It’s really interesting to see how many people are calling John McCain a “true friend of Ukraine.”
I was there when he showed up on the Maidan unannounced. From the moment he showed up on the stage, the organic, grassroots nature of the revolution was compromised.
Ukraine’s adversaries still point to that moment as proof that the revolution expressed a U.S. foreign policy interest (or even staged by U.S. intelligence as an anti-Russian regional power move), rather than the genuine will of the Ukrainian people for dignity, human rights, and sovereignty.

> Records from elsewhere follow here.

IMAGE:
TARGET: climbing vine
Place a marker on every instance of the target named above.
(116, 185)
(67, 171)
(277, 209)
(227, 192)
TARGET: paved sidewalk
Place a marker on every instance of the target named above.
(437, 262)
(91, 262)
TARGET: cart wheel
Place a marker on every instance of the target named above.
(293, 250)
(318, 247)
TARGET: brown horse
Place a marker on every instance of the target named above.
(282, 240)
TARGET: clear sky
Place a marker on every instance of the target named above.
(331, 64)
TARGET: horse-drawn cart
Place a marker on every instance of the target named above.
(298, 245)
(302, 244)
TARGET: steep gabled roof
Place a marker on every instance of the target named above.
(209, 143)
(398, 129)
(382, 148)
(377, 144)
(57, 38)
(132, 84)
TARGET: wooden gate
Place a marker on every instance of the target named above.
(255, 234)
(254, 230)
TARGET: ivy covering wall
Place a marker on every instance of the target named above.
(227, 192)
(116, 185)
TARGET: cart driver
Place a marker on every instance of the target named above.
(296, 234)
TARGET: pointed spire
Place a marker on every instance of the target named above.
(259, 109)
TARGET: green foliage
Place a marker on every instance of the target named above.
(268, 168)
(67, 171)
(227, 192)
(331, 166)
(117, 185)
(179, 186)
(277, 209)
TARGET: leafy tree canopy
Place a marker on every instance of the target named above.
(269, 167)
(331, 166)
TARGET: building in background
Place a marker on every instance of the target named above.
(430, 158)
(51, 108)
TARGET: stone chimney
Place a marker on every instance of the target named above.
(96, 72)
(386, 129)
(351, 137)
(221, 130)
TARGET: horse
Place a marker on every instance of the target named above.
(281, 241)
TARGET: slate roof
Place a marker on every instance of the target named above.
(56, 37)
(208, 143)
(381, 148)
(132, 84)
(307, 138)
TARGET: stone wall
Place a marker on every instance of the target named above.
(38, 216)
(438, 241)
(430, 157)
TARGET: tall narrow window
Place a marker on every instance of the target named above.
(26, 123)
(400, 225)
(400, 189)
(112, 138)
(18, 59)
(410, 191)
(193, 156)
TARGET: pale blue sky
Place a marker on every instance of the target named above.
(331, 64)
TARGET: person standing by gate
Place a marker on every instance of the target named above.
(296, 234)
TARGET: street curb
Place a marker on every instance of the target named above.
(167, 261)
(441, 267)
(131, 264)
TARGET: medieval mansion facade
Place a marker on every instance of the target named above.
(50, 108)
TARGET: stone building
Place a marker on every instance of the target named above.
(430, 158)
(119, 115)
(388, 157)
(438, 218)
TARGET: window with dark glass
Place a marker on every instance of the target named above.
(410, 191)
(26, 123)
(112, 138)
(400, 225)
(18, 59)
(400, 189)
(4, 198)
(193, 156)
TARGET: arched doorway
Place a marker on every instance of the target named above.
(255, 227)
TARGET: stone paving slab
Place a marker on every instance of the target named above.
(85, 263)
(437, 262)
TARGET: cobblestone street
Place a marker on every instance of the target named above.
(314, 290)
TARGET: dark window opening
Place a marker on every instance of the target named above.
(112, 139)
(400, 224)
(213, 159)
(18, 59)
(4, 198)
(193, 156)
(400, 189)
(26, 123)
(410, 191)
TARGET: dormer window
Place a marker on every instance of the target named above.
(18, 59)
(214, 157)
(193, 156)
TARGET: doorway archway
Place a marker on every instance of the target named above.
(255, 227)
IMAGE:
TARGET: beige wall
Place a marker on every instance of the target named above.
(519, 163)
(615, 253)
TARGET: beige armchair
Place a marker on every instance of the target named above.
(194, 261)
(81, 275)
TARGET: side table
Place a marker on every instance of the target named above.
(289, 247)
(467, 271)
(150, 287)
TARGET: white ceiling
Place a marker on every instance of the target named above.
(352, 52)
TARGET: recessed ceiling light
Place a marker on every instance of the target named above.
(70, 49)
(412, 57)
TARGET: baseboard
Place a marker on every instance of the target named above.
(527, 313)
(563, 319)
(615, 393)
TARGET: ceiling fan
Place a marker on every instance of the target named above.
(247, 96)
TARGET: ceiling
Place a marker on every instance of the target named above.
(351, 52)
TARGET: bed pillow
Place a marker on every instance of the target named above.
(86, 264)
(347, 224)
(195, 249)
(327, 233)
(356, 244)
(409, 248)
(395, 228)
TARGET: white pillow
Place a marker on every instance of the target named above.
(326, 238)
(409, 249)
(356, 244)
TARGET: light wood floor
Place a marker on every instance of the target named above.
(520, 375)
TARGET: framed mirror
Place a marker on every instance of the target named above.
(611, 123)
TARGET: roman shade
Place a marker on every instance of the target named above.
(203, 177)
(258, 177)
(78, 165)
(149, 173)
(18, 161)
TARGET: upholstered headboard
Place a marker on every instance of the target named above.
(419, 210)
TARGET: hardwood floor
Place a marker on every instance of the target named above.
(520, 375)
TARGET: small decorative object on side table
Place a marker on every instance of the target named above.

So I see two visions—one where McCain’s “friendship” put U.S. power before the agency of Ukrainian citizens (and Ukrainian-Americans having no problem co-opting the democratic process of Ukrainian citizens) by so publicly deflecting from the actual demands of Ukrainian protesters, and the other, where defending U.S. power means actively diminishing the power of Russia (which, lets be honest, Putin is doing a fine job on his own) and therefore swooping in and “helping” Ukrainians transform their frustration with corruption into an anti-Russian caricature.
In both of these versions of of McCain’s supposed friendship, the sovereignty of Ukraine rests solely on the fragile support of the U.S. in Cold War-esque bipolar power politics. It’s as if Ukraine can’t just be free on its own.